The emergency services receive a notice on 13/01/2019 that a 2-year-old boy has fallen into a borehole in Totalán, (Málaga, Spain). After almost 13 days of unusual and overwhelming engineering and solidarity efforts his body is recovered. This was an extraordinary and unusual emergency case, due to: the superhuman effort made by the more than 300 people involved in the rescue operation; the follow-up made by the media, and all the engineering work carried out in record time. For this purpose, it was decided to build a parallel shaft and a 71-meter-deep transversal tunnel, to access the supposed hole, where he is expected to be alive. The cost was approximately 700,000 €. The contribution of geology might have been small, according to sources in the authorities and the media, due to time constraints. But was it really like that? it could have been much more useful, in terms of reducing time frames or even to making different decisions to facilitate the rescue, if other geophysical and engineering geological research methods had been taken into account in the early days. This retrospective analysis is approached with the utmost respect for the efforts made and always with the greatest possible scientific rigour.

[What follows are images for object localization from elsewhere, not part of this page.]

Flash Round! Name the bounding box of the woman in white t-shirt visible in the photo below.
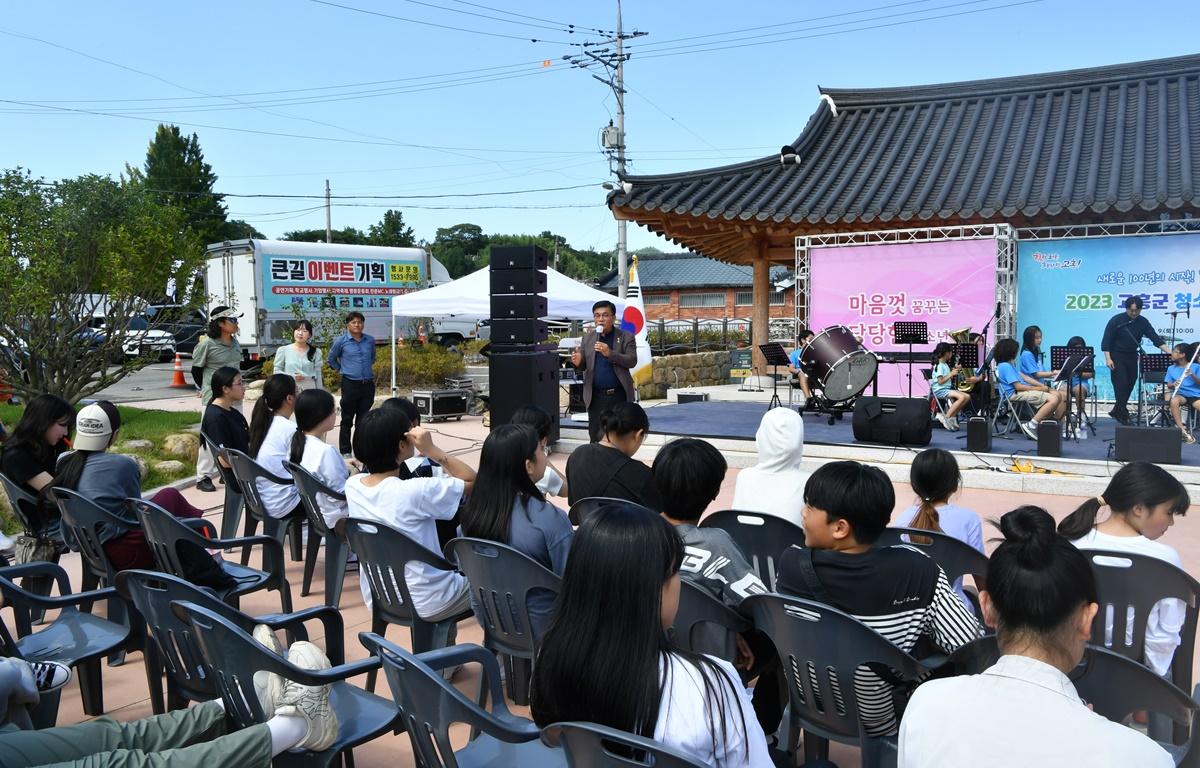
[343,407,476,620]
[288,389,349,531]
[530,502,772,767]
[1057,460,1190,677]
[247,374,301,519]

The research presented here was a conducted in a final research project for a degree in Environmental Sciences at Seville’s Universidad Pablo de Olavide Faculty of Experimental Sciences in Spain. The second author conducted the work and the first author directed it. The title of the research project is ‘Analysis of Lessons Learned in the Totalán Case. A Pedagogical Perspective for Future Extraordinary Emergencies’ [1] ("Análisisde lecciones aprendidas del caso de Totalán. Visión pedagógica a futuras emergencias de carácter extraordinario").

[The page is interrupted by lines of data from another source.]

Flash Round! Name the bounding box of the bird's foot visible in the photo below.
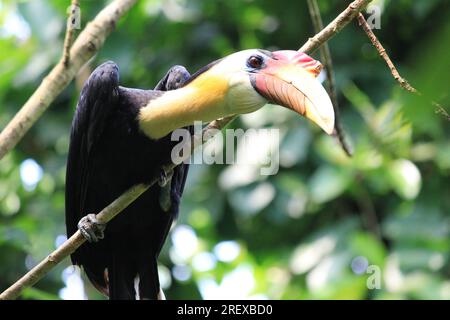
[77,214,106,243]
[158,167,174,187]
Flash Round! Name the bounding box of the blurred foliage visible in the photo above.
[0,0,449,300]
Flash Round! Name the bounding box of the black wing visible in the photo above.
[65,62,192,298]
[155,65,191,90]
[65,61,120,243]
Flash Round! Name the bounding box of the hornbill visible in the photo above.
[65,49,334,300]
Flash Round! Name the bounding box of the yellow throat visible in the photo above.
[138,73,230,139]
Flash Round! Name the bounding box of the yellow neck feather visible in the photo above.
[138,73,231,139]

As explained in the abstract, the aim of the project was to approach this extraordinary emergency with the utmost respect for the efforts made with the greatest possible scientific rigour and from the standpoint of geology, geologic engineering and rock mechanics’ potential contribution in order to see, taking into consideration the lessons learned, whether it would have been viable for other different and/or complementary methods to have been used for a more efficient and less monetarily and emotionally costly rescue. The fact that for thirteen days the boy’s family remained hopeful of finding him alive should not be overlooked.